We've got a tale of two markets here, said John Tashjian, principal of Centurion Real Estate Partners, which owns residential and office buildings in Manhattan and California. Now, more than ever, we're seeing a separation between the haves and have-nots in terms of geography.
The most robust cities are those with strong local economies and high demand, said Tashjian. The S&P/Case-Shiller Housing Index reported Tuesday that in April, prices in San Francisco rose 3.4 percent, Washington, D.C., rose 2.8 percent, Boston rose 0.9 percent, Miami rose 0.4 percent and New York rose 0.1 percent. Each city has been insulated from the lackluster national job market and, particularly in the case of New York's Manhattan and Miami's South Beach, attracted foreign buyers seeking stable investments. This demand has led to low inventory and price increases.
You have to look at what the demand generators are, said Tashjian. The U.S. is on sale.
But the rest of the country lacks the cachet of premier cities, and Monday's new home sales data, provided by the U.S. Commerce Department, supports the idea of disparity. New home sales in the Northeast region surged 36.7 percent and sales in the South rose 12.7 percent. In contrast, new home sales fell 3.5 percent in the West and 10.6 percent in the Midwest.
The economy is still bad, said Tashjian. Let's not call it a comeback just yet.

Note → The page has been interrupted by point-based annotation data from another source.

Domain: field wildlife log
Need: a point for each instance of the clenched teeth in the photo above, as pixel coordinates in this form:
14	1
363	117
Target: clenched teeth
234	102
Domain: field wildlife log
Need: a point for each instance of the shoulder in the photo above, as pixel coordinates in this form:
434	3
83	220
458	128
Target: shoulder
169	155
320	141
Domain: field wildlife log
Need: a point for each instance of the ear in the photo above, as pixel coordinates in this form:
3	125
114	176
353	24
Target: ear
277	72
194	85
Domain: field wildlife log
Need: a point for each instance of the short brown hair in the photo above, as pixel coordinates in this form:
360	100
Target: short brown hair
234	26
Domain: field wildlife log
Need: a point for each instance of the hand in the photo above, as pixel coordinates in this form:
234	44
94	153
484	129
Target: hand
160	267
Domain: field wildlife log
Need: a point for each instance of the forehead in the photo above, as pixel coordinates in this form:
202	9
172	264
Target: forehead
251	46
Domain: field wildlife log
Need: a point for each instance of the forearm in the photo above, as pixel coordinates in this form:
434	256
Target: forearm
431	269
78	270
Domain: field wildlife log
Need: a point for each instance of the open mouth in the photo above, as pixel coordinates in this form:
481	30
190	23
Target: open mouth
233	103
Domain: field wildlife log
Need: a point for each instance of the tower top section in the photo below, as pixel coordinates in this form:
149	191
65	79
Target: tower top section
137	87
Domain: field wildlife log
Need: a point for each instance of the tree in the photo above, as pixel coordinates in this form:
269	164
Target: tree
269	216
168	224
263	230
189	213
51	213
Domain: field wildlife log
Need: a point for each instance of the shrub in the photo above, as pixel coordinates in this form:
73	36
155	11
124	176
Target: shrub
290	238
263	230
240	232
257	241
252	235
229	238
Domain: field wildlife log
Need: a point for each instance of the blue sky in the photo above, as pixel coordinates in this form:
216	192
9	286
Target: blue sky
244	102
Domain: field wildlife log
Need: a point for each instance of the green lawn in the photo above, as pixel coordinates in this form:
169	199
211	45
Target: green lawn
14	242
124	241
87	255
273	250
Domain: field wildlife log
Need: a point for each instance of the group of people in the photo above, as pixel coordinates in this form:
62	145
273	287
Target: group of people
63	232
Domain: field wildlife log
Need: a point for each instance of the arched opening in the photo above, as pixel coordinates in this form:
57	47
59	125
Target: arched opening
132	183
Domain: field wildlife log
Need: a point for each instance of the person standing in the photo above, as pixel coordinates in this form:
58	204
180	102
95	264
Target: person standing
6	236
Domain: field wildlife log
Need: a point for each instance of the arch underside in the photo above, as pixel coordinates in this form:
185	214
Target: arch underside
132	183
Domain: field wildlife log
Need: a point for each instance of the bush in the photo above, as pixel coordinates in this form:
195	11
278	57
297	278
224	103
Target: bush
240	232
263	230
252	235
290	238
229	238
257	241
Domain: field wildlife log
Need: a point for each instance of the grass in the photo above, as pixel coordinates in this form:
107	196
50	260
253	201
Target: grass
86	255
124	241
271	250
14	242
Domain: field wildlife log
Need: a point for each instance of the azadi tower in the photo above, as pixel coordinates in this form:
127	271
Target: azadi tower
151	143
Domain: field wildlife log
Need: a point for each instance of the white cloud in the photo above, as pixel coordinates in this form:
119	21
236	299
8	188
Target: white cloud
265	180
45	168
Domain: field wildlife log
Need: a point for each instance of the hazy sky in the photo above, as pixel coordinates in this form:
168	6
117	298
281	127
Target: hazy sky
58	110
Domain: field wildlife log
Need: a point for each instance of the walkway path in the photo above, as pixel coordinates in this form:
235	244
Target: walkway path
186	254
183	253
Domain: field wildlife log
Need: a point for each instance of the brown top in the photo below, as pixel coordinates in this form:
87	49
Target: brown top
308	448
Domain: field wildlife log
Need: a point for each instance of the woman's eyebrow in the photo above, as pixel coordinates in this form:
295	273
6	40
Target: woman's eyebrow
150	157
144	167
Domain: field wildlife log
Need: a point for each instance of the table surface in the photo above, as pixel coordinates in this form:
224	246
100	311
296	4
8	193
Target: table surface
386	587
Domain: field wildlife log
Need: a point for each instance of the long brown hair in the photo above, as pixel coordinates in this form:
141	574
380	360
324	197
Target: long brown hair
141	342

And while new home sales were up, they account for only around 7 percent of the market. Existing home sales, the bulk of housing, were down 1.5 percent to a seasonally adjusted annual rate of 4.55 million in May, according to the National Association of Realtors. And existing home sales remain far below the peak level of around 7 million.
A true housing recovery will not occur without sustained job growth, an improvement that Tashjian doesn't expect for at least a year.